Complaints about advisers drop
“The best way for a consumer to find out about us when they need us is through their financial services provider.”
The scheme recorded a 35% increase in complaints opened for investigation in the year to June 30, taking the total to 288.
Of that, insurers made up the bulk of complaints, followed by lenders and finance companies and transactional services providers.
There were 20 cases involving insurance brokers and 18 about financial advisers, down from almost 25 the year before.
Taylor said she did not get a sense that advisers were avoidng revealing the details of their schemes. “I have been a little bit surprised that complaints against advisers have decreased a bit in the last year when in every other industry sector, complaints have gone up.”

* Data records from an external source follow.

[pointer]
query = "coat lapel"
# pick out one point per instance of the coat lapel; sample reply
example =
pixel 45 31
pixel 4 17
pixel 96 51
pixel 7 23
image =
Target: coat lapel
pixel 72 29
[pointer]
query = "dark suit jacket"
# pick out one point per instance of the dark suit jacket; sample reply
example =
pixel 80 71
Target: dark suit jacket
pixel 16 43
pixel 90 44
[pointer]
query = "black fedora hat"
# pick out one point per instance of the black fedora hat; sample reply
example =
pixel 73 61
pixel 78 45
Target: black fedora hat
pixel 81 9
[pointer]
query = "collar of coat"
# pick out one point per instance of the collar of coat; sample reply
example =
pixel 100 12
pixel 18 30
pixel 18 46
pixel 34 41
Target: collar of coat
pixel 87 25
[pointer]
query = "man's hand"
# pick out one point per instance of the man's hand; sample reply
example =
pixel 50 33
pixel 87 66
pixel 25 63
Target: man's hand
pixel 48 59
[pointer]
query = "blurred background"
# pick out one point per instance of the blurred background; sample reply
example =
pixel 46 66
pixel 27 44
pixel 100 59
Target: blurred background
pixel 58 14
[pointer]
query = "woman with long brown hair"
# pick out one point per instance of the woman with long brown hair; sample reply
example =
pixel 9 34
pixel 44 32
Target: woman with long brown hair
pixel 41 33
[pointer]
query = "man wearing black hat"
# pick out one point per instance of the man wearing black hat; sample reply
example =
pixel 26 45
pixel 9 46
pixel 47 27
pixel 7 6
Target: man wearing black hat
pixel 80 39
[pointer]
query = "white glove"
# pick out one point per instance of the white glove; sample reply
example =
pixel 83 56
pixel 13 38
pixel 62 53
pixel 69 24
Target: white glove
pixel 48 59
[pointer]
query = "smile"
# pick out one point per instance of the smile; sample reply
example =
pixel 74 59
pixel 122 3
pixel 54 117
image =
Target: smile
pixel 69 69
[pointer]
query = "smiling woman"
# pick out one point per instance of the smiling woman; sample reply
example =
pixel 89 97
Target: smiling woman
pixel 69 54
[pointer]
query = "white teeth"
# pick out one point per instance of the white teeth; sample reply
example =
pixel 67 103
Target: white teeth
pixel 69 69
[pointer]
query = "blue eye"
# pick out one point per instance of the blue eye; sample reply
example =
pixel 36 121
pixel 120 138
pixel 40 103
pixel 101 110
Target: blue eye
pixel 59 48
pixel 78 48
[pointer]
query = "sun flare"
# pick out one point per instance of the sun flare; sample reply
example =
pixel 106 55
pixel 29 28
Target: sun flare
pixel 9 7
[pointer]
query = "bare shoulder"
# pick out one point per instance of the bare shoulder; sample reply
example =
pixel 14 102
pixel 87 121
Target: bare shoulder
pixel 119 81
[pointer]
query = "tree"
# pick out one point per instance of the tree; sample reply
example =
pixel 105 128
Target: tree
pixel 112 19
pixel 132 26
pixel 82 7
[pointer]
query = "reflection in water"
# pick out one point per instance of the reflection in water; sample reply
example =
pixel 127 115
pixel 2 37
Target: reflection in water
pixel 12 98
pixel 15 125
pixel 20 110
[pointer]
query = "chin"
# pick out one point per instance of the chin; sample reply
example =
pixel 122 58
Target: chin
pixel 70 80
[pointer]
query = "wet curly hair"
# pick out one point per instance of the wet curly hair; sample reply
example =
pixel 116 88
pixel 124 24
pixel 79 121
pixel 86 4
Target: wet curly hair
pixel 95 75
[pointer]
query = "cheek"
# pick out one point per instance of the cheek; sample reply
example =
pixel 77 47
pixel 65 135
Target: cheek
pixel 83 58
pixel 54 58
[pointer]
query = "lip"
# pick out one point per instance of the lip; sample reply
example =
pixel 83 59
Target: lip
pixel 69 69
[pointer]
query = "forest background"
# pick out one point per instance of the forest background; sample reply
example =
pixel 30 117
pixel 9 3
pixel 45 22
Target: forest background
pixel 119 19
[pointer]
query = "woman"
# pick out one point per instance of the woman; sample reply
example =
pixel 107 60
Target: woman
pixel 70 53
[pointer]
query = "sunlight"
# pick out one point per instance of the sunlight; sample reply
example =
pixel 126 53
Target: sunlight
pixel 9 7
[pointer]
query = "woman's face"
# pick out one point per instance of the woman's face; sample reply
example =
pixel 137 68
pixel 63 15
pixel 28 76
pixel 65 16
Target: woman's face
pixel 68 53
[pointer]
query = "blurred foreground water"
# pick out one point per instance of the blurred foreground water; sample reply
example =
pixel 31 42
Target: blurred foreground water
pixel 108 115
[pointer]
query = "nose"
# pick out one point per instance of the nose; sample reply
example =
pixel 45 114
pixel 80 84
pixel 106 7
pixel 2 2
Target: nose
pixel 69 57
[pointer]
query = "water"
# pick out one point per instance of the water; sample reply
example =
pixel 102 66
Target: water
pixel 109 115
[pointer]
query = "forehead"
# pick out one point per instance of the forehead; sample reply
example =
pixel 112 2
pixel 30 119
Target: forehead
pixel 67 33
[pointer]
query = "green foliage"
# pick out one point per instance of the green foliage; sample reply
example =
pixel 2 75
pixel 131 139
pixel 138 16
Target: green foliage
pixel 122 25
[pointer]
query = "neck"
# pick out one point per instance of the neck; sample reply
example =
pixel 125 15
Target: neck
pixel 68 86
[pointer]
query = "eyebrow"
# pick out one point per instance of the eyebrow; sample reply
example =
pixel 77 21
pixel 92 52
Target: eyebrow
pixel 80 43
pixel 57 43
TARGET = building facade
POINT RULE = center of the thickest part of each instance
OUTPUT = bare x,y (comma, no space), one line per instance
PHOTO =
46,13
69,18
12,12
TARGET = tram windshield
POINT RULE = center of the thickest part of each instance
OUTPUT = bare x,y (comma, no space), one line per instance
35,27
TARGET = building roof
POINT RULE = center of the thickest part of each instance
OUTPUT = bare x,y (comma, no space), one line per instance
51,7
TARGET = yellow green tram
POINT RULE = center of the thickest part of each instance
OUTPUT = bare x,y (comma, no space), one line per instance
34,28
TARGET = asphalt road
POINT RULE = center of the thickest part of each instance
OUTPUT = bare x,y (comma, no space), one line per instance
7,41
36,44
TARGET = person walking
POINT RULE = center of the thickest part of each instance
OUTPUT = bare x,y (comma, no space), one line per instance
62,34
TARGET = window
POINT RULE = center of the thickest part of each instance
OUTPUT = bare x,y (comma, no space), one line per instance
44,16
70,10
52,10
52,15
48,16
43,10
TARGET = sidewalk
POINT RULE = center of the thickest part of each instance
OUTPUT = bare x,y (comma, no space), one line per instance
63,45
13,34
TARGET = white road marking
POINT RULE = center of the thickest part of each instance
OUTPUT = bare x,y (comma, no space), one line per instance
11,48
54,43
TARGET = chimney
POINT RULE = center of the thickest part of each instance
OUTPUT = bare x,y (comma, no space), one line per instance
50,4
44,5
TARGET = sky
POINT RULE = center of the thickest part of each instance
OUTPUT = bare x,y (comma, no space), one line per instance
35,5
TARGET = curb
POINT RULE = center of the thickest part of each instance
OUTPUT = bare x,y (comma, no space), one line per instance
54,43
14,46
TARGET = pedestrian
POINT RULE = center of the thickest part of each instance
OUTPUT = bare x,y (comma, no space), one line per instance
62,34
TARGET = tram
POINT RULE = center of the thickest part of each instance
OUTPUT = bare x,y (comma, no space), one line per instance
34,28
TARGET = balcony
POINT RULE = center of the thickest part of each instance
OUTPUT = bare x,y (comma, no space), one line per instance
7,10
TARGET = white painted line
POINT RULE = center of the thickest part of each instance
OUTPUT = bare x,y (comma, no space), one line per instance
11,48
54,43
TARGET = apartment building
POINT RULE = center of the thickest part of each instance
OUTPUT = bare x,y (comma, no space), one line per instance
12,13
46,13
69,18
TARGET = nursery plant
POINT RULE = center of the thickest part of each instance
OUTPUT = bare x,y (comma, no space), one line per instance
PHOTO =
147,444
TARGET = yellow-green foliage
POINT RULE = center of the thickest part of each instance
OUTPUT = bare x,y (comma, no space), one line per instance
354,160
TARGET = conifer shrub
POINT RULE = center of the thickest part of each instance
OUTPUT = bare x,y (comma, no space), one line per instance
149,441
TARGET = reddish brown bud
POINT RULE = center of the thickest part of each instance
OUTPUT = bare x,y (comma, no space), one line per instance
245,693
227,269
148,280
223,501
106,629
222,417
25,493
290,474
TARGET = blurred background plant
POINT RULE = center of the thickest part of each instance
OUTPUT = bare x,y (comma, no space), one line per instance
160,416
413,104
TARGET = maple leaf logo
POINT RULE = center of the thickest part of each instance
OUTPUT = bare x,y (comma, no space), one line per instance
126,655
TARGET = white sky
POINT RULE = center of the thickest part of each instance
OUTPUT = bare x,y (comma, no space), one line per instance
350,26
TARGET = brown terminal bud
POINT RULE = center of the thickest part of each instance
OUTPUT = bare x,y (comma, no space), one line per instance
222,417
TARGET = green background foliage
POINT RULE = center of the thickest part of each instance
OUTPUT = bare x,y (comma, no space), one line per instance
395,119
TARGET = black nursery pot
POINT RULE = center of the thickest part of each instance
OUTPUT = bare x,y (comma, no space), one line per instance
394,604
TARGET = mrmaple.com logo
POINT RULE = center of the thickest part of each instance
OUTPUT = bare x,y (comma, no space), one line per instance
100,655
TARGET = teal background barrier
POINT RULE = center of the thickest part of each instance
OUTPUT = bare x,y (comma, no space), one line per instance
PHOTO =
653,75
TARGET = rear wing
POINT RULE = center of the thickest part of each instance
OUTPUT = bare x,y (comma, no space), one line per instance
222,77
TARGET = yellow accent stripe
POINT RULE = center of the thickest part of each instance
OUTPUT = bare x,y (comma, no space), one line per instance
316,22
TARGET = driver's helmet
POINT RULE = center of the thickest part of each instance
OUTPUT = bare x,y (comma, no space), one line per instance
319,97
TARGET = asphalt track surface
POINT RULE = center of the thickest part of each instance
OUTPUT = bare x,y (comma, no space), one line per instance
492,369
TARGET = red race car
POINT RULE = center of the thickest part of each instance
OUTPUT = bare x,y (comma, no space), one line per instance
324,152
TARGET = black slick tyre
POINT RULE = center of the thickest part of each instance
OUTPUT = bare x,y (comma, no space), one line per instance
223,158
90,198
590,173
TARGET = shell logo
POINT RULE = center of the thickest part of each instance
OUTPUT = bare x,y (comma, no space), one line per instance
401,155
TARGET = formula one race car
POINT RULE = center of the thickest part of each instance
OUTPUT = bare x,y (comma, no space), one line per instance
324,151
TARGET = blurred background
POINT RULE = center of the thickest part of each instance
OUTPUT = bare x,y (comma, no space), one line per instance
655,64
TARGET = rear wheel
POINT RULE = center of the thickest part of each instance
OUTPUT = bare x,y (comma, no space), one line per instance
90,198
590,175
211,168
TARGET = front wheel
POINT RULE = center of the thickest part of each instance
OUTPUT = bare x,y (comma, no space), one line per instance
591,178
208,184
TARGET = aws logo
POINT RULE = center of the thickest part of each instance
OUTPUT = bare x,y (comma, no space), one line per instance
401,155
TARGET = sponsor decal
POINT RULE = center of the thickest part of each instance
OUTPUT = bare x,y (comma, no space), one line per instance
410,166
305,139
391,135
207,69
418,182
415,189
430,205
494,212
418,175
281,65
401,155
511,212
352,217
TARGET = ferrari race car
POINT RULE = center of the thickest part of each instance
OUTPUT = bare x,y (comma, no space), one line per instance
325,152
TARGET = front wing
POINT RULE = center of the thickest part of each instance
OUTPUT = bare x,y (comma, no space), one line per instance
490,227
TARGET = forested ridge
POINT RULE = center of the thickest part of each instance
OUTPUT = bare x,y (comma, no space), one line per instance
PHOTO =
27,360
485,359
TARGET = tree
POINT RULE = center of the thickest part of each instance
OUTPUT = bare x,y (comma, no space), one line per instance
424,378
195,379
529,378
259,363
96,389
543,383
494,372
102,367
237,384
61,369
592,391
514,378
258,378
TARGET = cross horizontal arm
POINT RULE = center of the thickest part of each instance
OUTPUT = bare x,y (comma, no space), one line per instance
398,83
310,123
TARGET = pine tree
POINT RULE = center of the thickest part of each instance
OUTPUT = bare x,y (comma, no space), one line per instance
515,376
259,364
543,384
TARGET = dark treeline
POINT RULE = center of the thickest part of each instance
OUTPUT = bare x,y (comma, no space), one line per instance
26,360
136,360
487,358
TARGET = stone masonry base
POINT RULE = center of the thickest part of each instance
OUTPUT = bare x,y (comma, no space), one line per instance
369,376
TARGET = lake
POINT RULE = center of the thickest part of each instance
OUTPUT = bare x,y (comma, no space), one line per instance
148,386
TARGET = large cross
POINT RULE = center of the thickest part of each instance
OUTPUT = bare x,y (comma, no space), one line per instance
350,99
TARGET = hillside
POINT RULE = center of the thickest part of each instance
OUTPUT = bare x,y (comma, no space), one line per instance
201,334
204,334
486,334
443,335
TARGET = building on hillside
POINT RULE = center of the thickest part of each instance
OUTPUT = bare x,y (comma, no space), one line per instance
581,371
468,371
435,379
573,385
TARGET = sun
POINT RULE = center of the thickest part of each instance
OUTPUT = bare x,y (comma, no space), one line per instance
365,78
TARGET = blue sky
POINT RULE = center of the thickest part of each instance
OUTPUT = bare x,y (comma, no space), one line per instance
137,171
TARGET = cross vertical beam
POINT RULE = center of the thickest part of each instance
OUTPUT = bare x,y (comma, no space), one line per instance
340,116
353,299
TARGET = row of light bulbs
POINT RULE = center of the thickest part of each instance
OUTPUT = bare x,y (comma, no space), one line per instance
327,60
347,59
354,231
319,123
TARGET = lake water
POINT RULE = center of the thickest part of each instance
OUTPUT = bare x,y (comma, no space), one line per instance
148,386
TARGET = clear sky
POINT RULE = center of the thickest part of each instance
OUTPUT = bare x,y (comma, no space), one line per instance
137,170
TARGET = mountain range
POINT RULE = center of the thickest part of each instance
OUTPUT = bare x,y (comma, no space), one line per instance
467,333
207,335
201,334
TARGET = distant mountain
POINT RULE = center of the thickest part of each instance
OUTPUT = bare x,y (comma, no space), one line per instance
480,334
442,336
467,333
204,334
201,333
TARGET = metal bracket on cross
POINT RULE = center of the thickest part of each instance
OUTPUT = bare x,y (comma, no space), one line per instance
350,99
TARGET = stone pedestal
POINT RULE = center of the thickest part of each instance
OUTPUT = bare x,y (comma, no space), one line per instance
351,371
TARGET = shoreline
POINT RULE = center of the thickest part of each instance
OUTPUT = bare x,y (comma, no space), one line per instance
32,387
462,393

She said it could be that complaints were being dealt with better within adviser businesses, and not escalated to an EDR.
“Within complaints we get we do see that – we get the complaint and send it back to the adviser for their internal process and quite a few are settled directly between the parties, which is best for all concerned.”
Trevor Slater, client services director at Financial Disputes Resolution, said Taylor was right to say that advisers should have a requirement to mention their schemes.
It was something that should be addressed in scheme rules, or as an appendix to them, he said.
But he said references to complaints handling should be taken out of the code of conduct for financial advisers. If it were included, he said, it had to be either done in a very detailed way or with one line, but at present it was caught between the two approaches, mentioned in two aspects.
The Ministry of Business, Innovation and Employment has proposed requiring advisers to disclose information about their complaints process and the details of the dispute resolution scheme of which they are a member, at a stage that would help a retail client searching fo financial advice.
Code working group chairman Angus Dale-Jones said external disputes resolution information in the code was something probably best held until those regulations were confirmed.
FSCL reported a 20% reduction in fees charged to scheme participants for the 2018/2019 financial year. It now has 7100 scheme participants
It also noted its ongoing battle to be allowed to call itself an ombudsman. It has been allowed to appeal a High Court decision that declined its application for judicial review of the Chief Ombudsman’s refusal.
It competes with the Insurance and Financial Services Ombudsman scheme.
“The board is strongly of the view that our chief executive officer should be able to use the title ombudsman,” said board chair Jane Meares.
“After all, FSCL has to meet the recognised ombudsman principles of fairness, independence, accessibility, accountability, efficiency and effectiveness in order to be approved as a dispute resolution scheme under the Financial Service Providers (Registration and Dispute Resolution) Act 2008. The board also firmly believes that use of the ombudsman name will assist us in raising consumer awareness of and trust in the scheme.”
Taylor said she remained hopeful. “We believe that use of the name will help promote our service to consumers, and increase consumers’ trust in the work that we do.”